"Viajei num barco imaginário, algo que a mente e o coração de poeta estranho criam para me enganar"

Colunas

As palavras que brotam no mar

Na estreia de sua coluna Experimento e Verbo, Lívio Oliveira fala sobre as palavras que aprendeu remando solitário

07 de janeiro de 2021

por Lívio Oliveira *

Retorno às palavras. Às minhas palavras, que são as que aprendi remando solitário, curto calado do barco, quase todo pouco, da embarcação, numa imensidão que não calculei. Joguei-me. Dei-me ali. Dei-me tempo. Tempo imenso, intenso, tenso. De semana em semana, mergulhei para experimentar as cores e os cantos das baleias-jubarte. Calado. Calado. Eis a palavra que me viciou nesses dias de oceano: calado. Acalmei-me. Talvez.

O concerto é vivo. Estou nele e fico. Até porque não há peste subaquática. 
Mergulho.

Viajo. Viajo muito por sobre águas calmas e outras perturbadoras, turbulentas, que quase me arremessaram aos arrecifes ou às profundidades da água escura, turva, em espaços geométricos entre ondas. Uns cubículos engradados, simulações, ilusões de ótica. A ética de umas armadilhas. A gente se salva e volta da apneia. Volta e sobe às nuvens para ver o panorama e novamente mergulhar.

O voo também é permitido, mas não se pode perder o ponto exato do oceano.

Viajei num barco imaginário, algo que a mente e o coração de poeta estranho criam para me enganar. Somente a mim, que todos os outros são muito avisados.

Conheço muitas gentes, todas sabem muito mais do que eu. E navegam fácil, fácil, sempre na crista. Sempre nas ondas. Sempre nas vagas. Há tantas vagas, ondas grandes que não se ocupam de homens vazios. Levam sonhos, que são as encomendas dos deuses, que os deuses e as deusas sob águas violentas se fortalecem. 

Uns se iludem e se perdem. Nem heróis são. Fios de Ariadne não servem nos “dentros” do oceano.

Madeira náutica e a cor do oceano. Tudo na retina. E a mão no timão. O meu olhar se fixou no horizonte novamente. Não deixei de imaginar as marinhas sensuais do pintor e poeta mais doce que viveu. Lembro da sua mão levando os pincéis às telas. E aos cabelos esvoaçantes e branquinhos.

A tela foi a caravela. O barco é jangada tosca e firme. Prossigo. 

Passo sob a ponte. Vejo outro pintor. Parou para fitar a Fortaleza quase morta, quase viva.

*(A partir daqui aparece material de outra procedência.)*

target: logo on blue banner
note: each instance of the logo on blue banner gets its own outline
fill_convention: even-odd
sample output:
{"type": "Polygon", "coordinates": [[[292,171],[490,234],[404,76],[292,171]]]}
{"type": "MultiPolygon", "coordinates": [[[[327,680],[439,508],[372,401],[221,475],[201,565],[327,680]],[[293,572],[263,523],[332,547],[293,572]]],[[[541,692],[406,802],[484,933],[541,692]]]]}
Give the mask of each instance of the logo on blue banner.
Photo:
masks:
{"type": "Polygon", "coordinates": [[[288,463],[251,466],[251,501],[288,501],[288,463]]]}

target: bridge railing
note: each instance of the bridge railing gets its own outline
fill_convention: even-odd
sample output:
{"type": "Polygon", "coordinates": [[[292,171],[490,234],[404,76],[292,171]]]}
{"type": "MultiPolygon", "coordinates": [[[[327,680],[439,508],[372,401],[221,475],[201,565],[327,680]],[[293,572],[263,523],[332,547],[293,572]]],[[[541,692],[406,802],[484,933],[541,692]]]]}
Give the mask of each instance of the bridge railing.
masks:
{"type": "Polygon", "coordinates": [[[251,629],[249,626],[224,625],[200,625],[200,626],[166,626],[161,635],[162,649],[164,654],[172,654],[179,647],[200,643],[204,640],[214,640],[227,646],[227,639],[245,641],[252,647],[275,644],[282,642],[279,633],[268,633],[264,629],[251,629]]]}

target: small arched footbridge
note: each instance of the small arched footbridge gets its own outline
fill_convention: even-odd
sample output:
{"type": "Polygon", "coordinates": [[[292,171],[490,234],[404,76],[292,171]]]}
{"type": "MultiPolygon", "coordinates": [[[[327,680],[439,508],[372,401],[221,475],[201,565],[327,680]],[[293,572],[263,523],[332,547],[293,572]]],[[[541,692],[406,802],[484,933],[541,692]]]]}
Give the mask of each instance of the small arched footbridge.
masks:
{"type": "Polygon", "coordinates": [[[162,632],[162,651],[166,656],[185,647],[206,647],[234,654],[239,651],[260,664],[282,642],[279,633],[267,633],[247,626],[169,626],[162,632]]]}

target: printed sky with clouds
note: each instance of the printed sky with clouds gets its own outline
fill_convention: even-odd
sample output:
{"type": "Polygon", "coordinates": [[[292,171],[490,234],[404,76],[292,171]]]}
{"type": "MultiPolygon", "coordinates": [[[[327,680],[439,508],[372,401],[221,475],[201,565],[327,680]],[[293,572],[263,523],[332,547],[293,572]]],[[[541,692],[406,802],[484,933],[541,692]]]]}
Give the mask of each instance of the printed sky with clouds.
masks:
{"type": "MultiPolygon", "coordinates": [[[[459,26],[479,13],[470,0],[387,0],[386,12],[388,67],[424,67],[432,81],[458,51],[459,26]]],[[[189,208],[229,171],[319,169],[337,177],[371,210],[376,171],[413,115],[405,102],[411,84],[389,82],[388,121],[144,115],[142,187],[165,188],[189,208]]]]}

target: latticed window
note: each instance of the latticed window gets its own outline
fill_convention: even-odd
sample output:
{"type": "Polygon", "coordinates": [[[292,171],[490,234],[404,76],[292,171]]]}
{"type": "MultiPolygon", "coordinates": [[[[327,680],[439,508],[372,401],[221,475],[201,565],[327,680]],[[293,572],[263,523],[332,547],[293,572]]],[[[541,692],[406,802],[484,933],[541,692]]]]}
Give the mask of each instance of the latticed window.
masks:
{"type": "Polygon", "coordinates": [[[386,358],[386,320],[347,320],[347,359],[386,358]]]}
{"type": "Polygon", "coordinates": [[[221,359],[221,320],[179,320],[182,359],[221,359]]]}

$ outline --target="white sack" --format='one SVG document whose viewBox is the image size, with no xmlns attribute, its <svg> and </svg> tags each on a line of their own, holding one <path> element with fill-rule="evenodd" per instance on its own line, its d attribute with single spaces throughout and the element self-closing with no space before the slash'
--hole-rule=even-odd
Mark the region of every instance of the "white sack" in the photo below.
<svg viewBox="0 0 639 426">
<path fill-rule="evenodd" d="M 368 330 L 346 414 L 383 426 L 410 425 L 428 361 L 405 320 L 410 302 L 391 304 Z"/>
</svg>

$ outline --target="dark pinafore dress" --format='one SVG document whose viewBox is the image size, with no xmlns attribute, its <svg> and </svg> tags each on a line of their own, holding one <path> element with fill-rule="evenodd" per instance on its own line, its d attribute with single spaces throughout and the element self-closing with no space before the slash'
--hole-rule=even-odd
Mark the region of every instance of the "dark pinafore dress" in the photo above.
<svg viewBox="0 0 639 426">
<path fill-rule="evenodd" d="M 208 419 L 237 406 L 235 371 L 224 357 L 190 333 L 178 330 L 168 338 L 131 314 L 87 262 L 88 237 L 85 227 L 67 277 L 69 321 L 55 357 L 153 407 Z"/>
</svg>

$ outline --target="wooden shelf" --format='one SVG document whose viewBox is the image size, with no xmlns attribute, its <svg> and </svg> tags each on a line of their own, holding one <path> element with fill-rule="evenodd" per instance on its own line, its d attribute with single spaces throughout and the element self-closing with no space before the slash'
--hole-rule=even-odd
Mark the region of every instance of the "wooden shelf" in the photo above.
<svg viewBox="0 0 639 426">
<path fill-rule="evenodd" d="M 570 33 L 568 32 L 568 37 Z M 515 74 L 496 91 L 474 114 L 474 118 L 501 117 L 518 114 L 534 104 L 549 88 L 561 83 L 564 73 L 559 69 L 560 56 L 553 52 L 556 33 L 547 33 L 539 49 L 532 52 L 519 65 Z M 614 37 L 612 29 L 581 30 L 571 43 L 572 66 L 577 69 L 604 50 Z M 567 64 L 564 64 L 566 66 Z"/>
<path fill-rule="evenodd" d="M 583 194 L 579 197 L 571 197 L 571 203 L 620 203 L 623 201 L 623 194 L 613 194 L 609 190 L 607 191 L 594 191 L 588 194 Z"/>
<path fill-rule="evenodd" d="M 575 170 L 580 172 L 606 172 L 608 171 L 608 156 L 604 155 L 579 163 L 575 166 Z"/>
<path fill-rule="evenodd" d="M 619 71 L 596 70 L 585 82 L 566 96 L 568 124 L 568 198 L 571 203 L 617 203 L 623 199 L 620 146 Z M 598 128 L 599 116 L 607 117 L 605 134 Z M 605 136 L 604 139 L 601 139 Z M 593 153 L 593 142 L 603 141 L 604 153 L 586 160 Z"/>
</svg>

As companhias são quase nulas, de tão alheias ao sentido dos ventos. Por isso, olho muitas vezes para a última linha, lá onde acaba o desenho da ilha mais distante.

E percebo que uns nem enxergam a lua quando ela sai à noite e contorna as dunas de uma outra vila, tão próxima, tão distante, distante e mais. 

É maio? É e não é. É outra vez. E se repete tanto, parecendo um único dia, todo dia rasgado na folhinha.

Há uma outra paleta sobre os desenhos já feitos nas pontiagudas barbatanas do salgado mar. E escolho escolhos. Mas me sustento na jangada e danço sobre ela. Escolhas novas.

São os contrastes que balançam as vagas, as que molham os meus pés no assoalho da embarcação. Colhi lá, nas águas azuis recuperadas, com os olhos e com as mãos, as palavras que hoje trago. São os peixes que vieram da última pescaria e da observação das baleias no mar tão vivo acolá e aqui dentro.

Balanços. O mar é assim. 

Aprendi nesses dias (de tréguas) e léguas marítimas a ter estômago forte. Nem sou mestre de nada, menos ainda para ensinar sobre sais e tais. Tenho a mesma boca seca que ficou sem beber dos doces líquidos. Preferi me manter do alimento do vento. Um vento que açoita e fortalece. Massageia, ao tempo que dura. Se não tiver cuidado, rompe o bisaco de provisões pequenas que se guarda no pano da vela. Deixo, então, que a vela diga qual vento seguir.

Refaço o caminho desenhando espumas. Reencontro o cais, algo que me foi doado.

O dia é alto e decido retornar. A pele se aquece do último sol da jornada. As palavras continuam brotando nos polígonos verde-azuis, nas lagoas multiplicadas dentro do mar, em cada uma um mistério. Os peixes-voadores levam recados para quem? Já foram tantos e tão poucos entenderam...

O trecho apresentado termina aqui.